Le phénomène n’est plus réservé aux applis de rencontre. De plus en plus de salariés quittent leur poste… sans prévenir. Un simple silence. Plus d’appel, plus de mail. Ce qu’on appelle le « ghosting » s’installe doucement dans le monde professionnel. Et derrière chaque disparition, il y a souvent un mal-être profond.
Quand partir sans prévenir devient la seule option
Ils s’appellent Ben, Lyka ou Orane. Tous ont en commun d’avoir quitté leur travail sans un mot, ni un adieu, du jour au lendemain. Pour Ben, c’était l’épuisement. Pour Lyka, un départ déjà planifié vers une autre vie. Et pour Orane, un besoin vital de se protéger.
Ben, 25 ans, travaillait dans une entreprise d’ingénierie du sud-est. Impliqué, il a gagné rapidement la confiance de ses supérieurs. Mais la crise sanitaire est passée par là. « Pendant les confinements, j’étais l’un des seuls à rester sur site, avec la même charge de travail, mais sans personne autour », explique-t-il. L’absence de reconnaissance, les nuits sans sommeil, le sentiment d’être à bout. Lorsqu’il demande une rupture conventionnelle, sa RH lui répond d’attendre. Puis finit par lui dire sèchement de « poser sa démission ». Il prend des congés, part en Grèce, et… n’est jamais revenu. « J’ai juste envoyé un selfie de moi en maillot sur la plage », lâche-t-il, amer.

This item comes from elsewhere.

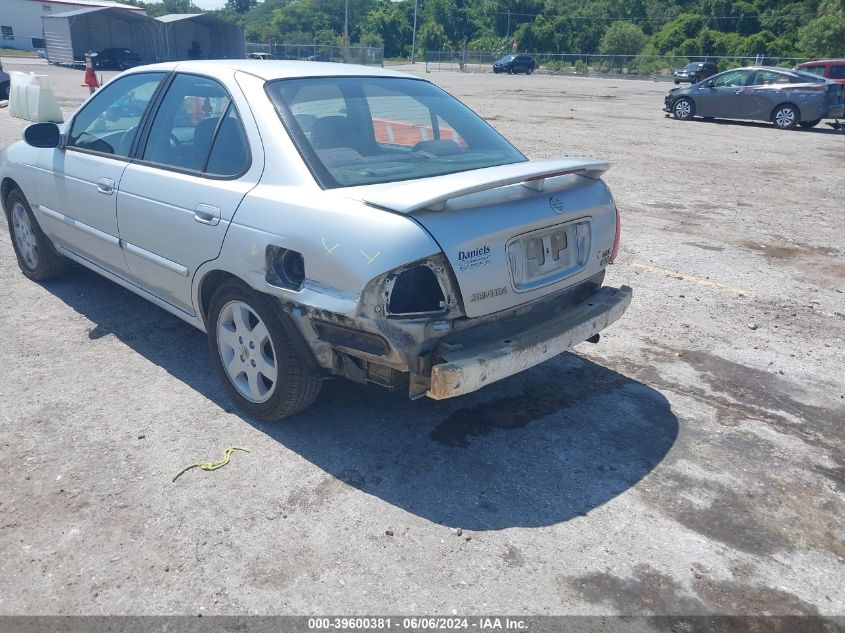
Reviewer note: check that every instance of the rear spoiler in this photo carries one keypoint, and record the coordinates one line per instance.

Un mal-être devenu silencieux
Jean-Christophe Villette, psychologue du travail, analyse ce phénomène émergent. Pour lui, même s’il reste marginal, l’abandon pur et simple d’un poste sans explication s’inscrit dans une évolution plus large du rapport au travail. « Ce que les jeunes salariés sont prêts à supporter a changé », observe-t-il. La pandémie a bousculé les certitudes. Le retour au bureau ou à des conditions de travail éprouvantes n’est plus accepté comme une fatalité.
Et dans certains secteurs — comme le médico-social —, les prestataires ne viennent plus, ou alors une journée, puis disparaissent sans explication. Une habitude, à force, qui devient un signal fort : il faut repenser les relations humaines au travail, dès l’accueil.
Lyka : un billet pour la Russie… et une page tournée
Lyka, 30 ans, était en RH dans une entreprise tech en région parisienne. « Le dialogue avec ma responsable était rompu. Elle était méprisante, je ne voyais aucune reconnaissance. » Elle organise alors son départ avec son compagnon pour la Russie. Maison vidée, billets pris. Elle demande une rupture conventionnelle, refusée. Si elle démissionne, c’est trois mois de préavis. Impossible pour elle d’attendre. Elle coupe donc court : « J’ai arrêté d’allumer mon téléphone français. »
Ce silence, Lyka l’assume. Elle estime avoir donné ce qu’elle pouvait. Et qu’en retour, elle n’a reçu que mépris. « Quand plus rien ne va dans les deux sens, je pars. C’est tout. »

Orane : “Je pleurais le matin, je pleurais le soir”
Orane, elle, travaillait dans la grande distribution, près de Mulhouse. Son dernier poste chez Norma s’est rapidement transformé en calvaire. Une responsable directe humiliante, des remarques intrusives, une charge de travail démesurée. « Elle me reprochait tout ce qui n’allait pas. Même ma vie privée y passait. »
Jusqu’au jour où Orane n’en peut plus. Elle se lève, s’écoute, et décide de ne plus y retourner. « Je ne pouvais plus. C’était ma santé mentale ou le boulot. » Elle ne rappellera jamais l’entreprise.

Une alarme pour les employeurs
Le ghosting professionnel, aussi marginal soit-il, doit interroger les pratiques managériales. Le psychologue Jean-Christophe Villette en est convaincu : « Les pratiques d’abandon de poste sont un symptôme. Si on ne réfléchit pas à la manière dont on accueille, encadre et respecte les salariés dès le départ, ça ne changera pas. »
Les nouvelles générations attendent du respect, de l’écoute, de la clarté. Elles rejettent les modèles autoritaires, les rapports de force, et fuient quand elles sentent qu’aucune autre issue n’est possible.